À la question : « quelle est la plus grande qualité d’un recruteur? »

Il  se dégage qu’il est fondamental pour celui-ci de bien comprendre le secteur d’activité de l’organisation, son historique, son contexte d’affaire afin de bien identifier les besoins de son gestionnaire pour sélectionner le bon candidat. Il en va de sa crédibilité.

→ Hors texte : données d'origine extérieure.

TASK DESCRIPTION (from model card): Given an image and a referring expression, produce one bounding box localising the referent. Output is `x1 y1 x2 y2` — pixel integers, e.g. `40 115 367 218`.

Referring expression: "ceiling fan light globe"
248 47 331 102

Certains participants soulignent la capacité d’écoute, d’empathie et d’ouverture comme qualités essentielles à une « communication intelligente » tout en faisant preuve de transparence et de réalisme.

Quant au rôle du recruteur influenceur, celui-ci est perçu selon deux axes forts:

Du côté de l’interne, au niveau de l’agilité organisationnelle, du côté de l’externe au niveau de la connaissance des marchés.

Certains ajoutent que : « le recruteur influenceur est un médiateur, un agent de liaison qui doit bien identifier les parties prenantes impliquées dans le processus de recrutement »

Afin d’être en alignement parfait avec les besoins d’affaires, il recouvre également un rôle stratégique en portant deux casquettes: celles de « conseiller » et celle de « coach recruteur ». Il ne doit pas perdre de vue ses objectifs pour accompagner son gestionnaire à prendre conscience des enjeux d’affaires.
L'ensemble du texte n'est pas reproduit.